Other measures would institute new requirements for gun dealers, including better record keeping and increased staff training.

But advocates have questioned whether New York’s existing laws could be better implemented.

Under New York’s so-called red flag law, for example, relatives, school officials and law enforcement can ask a court to remove guns from the home of a person at high risk of harming themselves or others and prevent them from buying new ones — a prohibition that can last as long as a year. But the law was not invoked against the suspect in the Buffalo attack, even after his threat to murder and commit suicide alarmed a school official enough to alert police.

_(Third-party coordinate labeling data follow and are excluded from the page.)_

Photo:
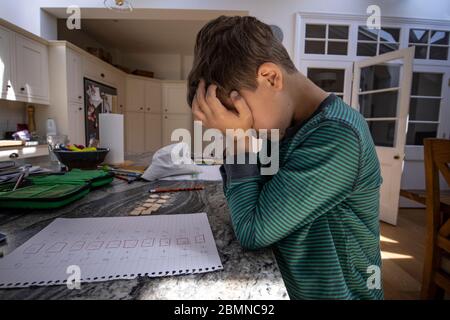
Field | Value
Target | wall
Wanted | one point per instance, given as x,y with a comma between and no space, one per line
274,12
11,113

“There was a breakdown here, but it wasn’t a breakdown of the law — it was a breakdown in implementation,” said John Feinblatt, president of Everytown for Gun Safety, a nonprofit that advocates against gun violence. He and others are pushing for more robust training for law enforcement and school administrators to know when to use the extreme risk law.

David Pucino, deputy chief counsel at the Giffords Law Center to Prevent Gun Violence, agrees.

“This really robust policy wasn’t used and it should have been,” he said. Mr. Pucino supports legislation that would limit the sale of guns to people under 21, similar to the one that Florida enacted after a 2018 mass school shooting in Parkland. But he stressed the challenge of addressing an issue like gun violence at the local level.

“No one law can be a solution to all problems,” Mr. Pucino said. “Especially a state law.”